The BJP’s reverses in UP mean that the entire game plan of the RSS, in which Mr Rajnath Singh is a key figure, has started unravelling. And since there are only two years before the next general election, Mr Singh and his patrons have no time to lose to re-establish their credibility. Yet, no immediate corrective measure is in sight if only because the RSS has purposefully, if unwisely, restricted the options before it. What is more, the head of the Sangh Parivar has so openly become involved in the affairs of what is commonly believed is its political wing that it cannot beat a retreat.

The RSS could have taken such a course earlier when it pretended that it was no more than a cultural organisation and had no direct control over the BJP - or the Jan Sangh before 1980. But those were the days when no one believed that the saffron outfit would ever gain power at the Centre.

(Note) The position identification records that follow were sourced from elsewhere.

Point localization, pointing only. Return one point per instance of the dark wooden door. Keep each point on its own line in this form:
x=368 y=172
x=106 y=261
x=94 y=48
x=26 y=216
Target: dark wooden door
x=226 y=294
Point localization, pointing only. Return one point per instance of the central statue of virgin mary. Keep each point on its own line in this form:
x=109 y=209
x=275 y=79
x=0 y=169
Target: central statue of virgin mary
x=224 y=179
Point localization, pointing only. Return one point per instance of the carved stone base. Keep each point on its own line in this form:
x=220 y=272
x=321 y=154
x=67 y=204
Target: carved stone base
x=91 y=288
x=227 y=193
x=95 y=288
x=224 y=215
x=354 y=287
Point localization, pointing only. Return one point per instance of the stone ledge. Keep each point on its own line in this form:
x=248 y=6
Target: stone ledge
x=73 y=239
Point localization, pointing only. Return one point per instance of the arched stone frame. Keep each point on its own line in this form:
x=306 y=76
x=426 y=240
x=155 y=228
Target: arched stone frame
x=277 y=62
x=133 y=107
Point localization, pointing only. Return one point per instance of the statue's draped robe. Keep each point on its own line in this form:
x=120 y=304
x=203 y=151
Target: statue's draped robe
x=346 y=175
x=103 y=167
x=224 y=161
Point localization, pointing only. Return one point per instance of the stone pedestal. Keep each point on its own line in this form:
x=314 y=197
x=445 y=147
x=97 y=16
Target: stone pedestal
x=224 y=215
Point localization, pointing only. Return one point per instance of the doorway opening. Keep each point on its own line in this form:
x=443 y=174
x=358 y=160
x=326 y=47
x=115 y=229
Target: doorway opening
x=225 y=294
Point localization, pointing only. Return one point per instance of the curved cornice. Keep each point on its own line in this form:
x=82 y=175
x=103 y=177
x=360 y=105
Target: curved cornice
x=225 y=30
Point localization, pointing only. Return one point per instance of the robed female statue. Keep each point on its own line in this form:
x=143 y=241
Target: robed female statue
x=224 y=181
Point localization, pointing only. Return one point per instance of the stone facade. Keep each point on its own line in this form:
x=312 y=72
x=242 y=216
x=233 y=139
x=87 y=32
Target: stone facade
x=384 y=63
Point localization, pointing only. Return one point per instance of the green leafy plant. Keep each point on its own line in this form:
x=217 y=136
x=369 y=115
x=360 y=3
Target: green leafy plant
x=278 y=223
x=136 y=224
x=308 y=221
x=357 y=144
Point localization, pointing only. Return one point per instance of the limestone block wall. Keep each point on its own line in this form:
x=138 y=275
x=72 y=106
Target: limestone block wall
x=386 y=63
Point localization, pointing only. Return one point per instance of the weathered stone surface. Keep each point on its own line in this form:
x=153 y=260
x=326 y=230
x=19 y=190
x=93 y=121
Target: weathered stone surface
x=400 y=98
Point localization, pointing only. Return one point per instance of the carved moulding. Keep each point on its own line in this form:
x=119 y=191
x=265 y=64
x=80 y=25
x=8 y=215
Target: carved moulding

Since the mid-nineties, however, the stakes have become too high for the RSS, for it has seen that the seemingly impossible can be achieved.

Its only problem is that the BJP has become too moderate for its liking. Not only that, the RSS’s tunnel vision has convinced it that the BJP’s defeat in 2004 was the result of its moderation. A more assertive, pro-Hindu line, the RSS believed, could have ensured its victory. It isn’t only the Nagpur bosses who believe in this recipe for success, but also the VHP. Hence, the latter’s publicly expressed disdain for moderates like Mr Atal Bihari Vajpayee and the failed rathyatri L.K.Advani. Hence also the RSS’s decision to use Mr Advani’s pro-Jinnah speech in Pakistan, which smacked of moderation and, even worse, secularism, to remove him from the post of party chief and install Mr Rajnath Singh.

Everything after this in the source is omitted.